Ces fêtes pourraient en effet très bien être organisées sans connotation religieuse. Cependant, en Europe ou ailleurs, les fêtes religieuses, de par l’universalité des valeurs qu’elles véhiculent au-delà de leurs dimensions cultuelles, offrent un cadre propice à l’expérience recherchée sans pour autant être contraires à un projet laïc dans le sens où la laïcité, bien comprise, permet de laisser ouvert un espace pour accueillir l’autre quelles que soient ses croyances.[2] En outre, elles font partie du patrimoine culturel local dans lequel il est important d’ancrer les enfants avant de les ouvrir à d’autres interprétations du monde, ce qui est accompli également grâce à l’étude des mythologies et civilisations, un autre élément important du plan scolaire Steiner-Waldorf.

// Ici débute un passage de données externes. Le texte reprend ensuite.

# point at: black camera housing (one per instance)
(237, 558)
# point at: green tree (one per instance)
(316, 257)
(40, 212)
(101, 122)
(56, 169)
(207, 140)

Mais ce sont là des explications théoriques que les enfants ne font que percevoir de manière confuse. Le temps des interprétations viendra, en attendant, ils sont tout à la joie et à l’émerveillement de ce moment paisible et lumineux qu’ils vivent lors de la spirale de l’Avent …

[1]Sevim Riedinger, ‘Le Sacré et l’Enfant’, Pocket, 2019, pp 20.

[2]Delphine Horvilleur, ‘Vivre avec nos morts’, Le Livre de poche, Grasset, 2021, pp 27-28.